HR, 10-04-2015, nr. 14/02794
ECLI:NL:HR:2015:911, Cassatie: (Gedeeltelijke) vernietiging met terugwijzen
- Instantie
Hoge Raad
- Datum
10-04-2015
- Zaaknummer
14/02794
- Vakgebied(en)
Belastingrecht algemeen (V)
- Brondocumenten en formele relaties
ECLI:NL:HR:2015:911, Uitspraak, Hoge Raad, 10‑04‑2015; (Cassatie)

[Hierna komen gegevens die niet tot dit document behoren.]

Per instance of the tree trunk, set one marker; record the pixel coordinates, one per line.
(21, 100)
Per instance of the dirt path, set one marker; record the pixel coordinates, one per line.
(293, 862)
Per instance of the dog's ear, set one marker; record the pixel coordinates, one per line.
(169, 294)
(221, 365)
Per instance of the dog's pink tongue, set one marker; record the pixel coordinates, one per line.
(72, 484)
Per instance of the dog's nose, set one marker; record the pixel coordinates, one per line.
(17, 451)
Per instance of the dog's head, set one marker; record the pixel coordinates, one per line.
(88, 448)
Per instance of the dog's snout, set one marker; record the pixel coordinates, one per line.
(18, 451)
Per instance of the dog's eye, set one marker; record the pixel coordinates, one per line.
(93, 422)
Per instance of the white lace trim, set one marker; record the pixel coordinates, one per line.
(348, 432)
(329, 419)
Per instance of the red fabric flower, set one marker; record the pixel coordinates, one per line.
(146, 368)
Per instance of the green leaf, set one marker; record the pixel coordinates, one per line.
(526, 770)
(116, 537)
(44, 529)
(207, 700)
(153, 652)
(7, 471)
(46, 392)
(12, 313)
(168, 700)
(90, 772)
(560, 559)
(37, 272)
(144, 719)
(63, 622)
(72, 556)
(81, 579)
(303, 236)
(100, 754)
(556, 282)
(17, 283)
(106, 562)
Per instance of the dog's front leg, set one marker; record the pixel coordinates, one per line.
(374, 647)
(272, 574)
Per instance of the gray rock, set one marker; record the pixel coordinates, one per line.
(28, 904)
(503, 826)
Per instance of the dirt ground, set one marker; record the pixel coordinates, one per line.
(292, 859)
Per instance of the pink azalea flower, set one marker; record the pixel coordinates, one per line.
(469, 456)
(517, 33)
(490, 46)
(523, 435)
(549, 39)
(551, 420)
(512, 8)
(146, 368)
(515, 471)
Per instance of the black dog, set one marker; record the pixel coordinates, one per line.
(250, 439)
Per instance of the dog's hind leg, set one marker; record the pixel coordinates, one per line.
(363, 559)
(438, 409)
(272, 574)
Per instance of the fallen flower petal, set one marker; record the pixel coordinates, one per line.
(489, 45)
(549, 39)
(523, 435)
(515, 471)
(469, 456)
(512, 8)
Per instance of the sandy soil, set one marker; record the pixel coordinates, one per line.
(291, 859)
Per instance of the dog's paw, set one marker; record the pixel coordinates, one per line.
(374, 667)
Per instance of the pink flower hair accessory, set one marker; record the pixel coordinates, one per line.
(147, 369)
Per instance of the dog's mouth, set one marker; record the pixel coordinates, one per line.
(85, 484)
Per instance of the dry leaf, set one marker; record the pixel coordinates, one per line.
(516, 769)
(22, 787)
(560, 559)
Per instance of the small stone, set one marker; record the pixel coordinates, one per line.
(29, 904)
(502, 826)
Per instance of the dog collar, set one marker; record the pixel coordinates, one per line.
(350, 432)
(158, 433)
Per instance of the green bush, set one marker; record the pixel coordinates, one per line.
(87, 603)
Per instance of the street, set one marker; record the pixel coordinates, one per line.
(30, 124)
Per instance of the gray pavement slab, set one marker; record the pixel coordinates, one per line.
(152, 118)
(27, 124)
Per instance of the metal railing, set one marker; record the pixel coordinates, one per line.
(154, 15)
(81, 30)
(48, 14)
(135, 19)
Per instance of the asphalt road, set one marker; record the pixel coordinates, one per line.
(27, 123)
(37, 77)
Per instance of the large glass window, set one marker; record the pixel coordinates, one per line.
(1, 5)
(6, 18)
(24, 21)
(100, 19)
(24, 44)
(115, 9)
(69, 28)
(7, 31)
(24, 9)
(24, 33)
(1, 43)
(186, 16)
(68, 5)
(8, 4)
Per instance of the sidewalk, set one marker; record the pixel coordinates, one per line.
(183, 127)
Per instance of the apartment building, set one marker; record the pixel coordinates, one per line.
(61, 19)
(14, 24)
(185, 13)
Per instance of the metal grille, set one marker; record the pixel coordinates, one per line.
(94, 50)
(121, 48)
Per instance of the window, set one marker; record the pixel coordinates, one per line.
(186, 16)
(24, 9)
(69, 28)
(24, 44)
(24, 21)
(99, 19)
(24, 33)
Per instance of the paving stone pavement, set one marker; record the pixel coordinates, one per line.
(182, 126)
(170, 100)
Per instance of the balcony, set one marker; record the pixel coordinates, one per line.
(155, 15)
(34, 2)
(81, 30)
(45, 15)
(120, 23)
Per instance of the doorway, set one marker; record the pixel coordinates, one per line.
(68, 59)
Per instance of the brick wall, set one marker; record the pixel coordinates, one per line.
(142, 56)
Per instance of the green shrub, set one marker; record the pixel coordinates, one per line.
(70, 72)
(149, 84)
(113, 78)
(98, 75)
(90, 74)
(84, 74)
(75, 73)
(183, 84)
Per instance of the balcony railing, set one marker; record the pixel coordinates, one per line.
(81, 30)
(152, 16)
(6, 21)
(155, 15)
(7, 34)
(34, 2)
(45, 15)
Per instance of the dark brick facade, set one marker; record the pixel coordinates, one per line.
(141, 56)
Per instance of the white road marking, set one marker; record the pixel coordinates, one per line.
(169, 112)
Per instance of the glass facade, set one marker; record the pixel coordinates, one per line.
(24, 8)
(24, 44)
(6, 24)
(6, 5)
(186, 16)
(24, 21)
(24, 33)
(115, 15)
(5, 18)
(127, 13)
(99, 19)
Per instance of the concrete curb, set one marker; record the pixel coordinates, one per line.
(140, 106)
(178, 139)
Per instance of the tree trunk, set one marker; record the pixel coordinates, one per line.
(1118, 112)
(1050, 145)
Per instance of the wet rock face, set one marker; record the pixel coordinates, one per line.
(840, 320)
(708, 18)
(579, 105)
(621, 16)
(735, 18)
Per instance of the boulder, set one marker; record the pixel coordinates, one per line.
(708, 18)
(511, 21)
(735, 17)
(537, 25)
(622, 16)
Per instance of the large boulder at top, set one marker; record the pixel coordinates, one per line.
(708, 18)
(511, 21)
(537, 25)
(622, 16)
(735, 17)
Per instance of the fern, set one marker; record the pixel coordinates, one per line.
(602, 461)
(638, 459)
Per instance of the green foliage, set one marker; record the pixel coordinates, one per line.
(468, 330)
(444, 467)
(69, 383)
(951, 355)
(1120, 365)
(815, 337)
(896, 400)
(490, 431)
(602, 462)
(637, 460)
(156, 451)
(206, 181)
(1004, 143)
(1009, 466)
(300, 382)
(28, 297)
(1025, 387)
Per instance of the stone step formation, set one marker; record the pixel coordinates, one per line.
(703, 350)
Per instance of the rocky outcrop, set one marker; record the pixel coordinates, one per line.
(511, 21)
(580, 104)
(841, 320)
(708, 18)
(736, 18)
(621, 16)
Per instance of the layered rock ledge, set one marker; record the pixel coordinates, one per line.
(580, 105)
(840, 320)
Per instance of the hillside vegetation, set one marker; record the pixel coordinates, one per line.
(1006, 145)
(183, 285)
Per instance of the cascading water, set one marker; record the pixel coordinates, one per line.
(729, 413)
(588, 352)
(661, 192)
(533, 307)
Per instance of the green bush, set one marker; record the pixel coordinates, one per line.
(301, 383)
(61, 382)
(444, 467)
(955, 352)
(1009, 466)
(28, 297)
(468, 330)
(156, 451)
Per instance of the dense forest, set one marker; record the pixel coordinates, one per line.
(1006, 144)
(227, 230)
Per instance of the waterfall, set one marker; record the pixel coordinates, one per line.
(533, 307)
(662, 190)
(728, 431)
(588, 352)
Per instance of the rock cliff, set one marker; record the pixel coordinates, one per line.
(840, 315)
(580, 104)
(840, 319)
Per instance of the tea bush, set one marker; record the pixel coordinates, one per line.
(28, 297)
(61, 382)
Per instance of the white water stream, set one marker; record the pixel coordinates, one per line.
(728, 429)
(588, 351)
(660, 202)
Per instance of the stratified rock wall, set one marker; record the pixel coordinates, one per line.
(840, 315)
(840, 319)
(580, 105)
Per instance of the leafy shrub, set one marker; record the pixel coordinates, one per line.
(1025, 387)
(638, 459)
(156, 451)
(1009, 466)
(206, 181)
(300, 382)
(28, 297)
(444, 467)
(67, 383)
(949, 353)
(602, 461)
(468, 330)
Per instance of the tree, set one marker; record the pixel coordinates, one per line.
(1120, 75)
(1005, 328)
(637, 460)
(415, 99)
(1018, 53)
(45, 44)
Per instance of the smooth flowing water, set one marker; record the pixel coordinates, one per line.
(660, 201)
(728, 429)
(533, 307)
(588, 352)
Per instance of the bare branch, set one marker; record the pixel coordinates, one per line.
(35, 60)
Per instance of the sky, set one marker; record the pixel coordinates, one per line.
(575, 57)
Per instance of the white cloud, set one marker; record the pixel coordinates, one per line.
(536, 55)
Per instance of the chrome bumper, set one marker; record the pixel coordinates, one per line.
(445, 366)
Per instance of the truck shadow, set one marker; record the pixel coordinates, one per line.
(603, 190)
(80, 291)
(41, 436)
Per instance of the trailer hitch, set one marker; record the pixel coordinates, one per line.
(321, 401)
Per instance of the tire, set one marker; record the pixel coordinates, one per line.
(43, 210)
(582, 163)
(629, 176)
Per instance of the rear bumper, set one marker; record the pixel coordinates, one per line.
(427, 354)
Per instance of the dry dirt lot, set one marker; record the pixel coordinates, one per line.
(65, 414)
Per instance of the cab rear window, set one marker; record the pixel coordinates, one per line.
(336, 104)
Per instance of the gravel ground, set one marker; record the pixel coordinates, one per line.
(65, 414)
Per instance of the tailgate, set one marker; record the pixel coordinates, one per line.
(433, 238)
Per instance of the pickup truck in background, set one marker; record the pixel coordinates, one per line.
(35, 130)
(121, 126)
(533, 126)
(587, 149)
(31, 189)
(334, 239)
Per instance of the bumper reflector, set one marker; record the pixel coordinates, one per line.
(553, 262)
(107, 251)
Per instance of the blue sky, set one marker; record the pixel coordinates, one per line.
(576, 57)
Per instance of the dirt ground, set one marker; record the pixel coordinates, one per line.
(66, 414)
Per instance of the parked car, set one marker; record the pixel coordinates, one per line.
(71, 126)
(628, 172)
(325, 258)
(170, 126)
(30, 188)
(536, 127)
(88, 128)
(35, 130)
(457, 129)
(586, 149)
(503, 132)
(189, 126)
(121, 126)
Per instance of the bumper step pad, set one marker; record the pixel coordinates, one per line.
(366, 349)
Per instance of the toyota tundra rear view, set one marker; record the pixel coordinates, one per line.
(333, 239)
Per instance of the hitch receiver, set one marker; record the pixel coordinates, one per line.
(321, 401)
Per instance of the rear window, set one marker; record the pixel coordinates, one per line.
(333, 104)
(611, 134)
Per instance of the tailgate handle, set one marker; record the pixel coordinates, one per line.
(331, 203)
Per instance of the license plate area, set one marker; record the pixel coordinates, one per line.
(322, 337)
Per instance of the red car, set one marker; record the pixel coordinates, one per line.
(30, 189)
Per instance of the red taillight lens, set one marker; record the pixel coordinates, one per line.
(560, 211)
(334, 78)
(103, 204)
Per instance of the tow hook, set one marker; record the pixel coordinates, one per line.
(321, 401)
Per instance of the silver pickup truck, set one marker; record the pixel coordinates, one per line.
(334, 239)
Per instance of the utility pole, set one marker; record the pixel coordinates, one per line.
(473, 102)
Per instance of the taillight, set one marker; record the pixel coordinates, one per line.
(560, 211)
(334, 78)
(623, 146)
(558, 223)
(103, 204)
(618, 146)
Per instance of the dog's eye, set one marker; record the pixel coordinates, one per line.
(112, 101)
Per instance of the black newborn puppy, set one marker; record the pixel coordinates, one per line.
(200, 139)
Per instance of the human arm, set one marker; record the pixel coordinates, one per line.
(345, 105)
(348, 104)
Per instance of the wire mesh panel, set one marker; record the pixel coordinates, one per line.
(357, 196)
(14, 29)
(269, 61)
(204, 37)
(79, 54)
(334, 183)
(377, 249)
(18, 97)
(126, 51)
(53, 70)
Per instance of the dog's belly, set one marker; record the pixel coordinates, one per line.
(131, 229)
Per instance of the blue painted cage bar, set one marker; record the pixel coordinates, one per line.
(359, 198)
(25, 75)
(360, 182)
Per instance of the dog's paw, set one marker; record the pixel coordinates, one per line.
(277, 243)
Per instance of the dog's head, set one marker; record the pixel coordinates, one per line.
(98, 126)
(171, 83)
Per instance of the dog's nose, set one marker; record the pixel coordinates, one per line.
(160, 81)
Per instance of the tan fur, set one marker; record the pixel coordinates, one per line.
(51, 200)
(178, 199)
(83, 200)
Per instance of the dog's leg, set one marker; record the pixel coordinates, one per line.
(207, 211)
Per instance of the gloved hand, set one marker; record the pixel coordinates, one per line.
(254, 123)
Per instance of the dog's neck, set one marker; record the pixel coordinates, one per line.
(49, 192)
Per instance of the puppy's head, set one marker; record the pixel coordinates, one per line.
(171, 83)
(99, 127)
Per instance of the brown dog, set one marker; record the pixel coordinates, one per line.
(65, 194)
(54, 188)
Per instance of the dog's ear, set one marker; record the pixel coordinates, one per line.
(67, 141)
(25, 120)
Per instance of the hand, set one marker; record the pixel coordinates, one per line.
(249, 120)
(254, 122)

In cassatie op: ECLI:NL:GHSHE:2014:1118, (Gedeeltelijke) vernietiging met terugwijzen
Beroepschrift, Hoge Raad, 16‑07‑2014
- Vindplaatsen
V-N 2015/19.8 met annotatie van Redactie
NTFR 2016/214
NTFR 2015/1805 met annotatie van mr. W.E. Nent-Vroomen
Uitspraak 10‑04‑2015
Inhoudsindicatie
Procesrecht. De Rechtbank mocht - anders dan het Hof heeft geoordeeld - voorbijgaan aan het (voorwaardelijk) door belanghebbende gedane bewijsaanbod.
Partij(en)
10 april 2015
nr. 14/02794
Arrest
gewezen op het beroep in cassatie van de Staatssecretaris van Financiën tegen de uitspraak van het Gerechtshof 's-Hertogenbosch van 17 april 2014, nr. 13/00602, op het hoger beroep van [X] S.A., statutair gevestigd te [Z], Luxemburg (hierna: belanghebbende) tegen een uitspraak van de Rechtbank Zeeland-West-Brabant (nr. AWB 11/6215), betreffende de aan belanghebbende voor het jaar 2005 opgelegde aanslag in de vennootschapsbelasting. De uitspraak van het Hof is aan dit arrest gehecht.
1. Geding in cassatie
De Staatssecretaris heeft tegen ’s Hofs uitspraak beroep in cassatie ingesteld. Het beroepschrift in cassatie is aan dit arrest gehecht en maakt daarvan deel uit.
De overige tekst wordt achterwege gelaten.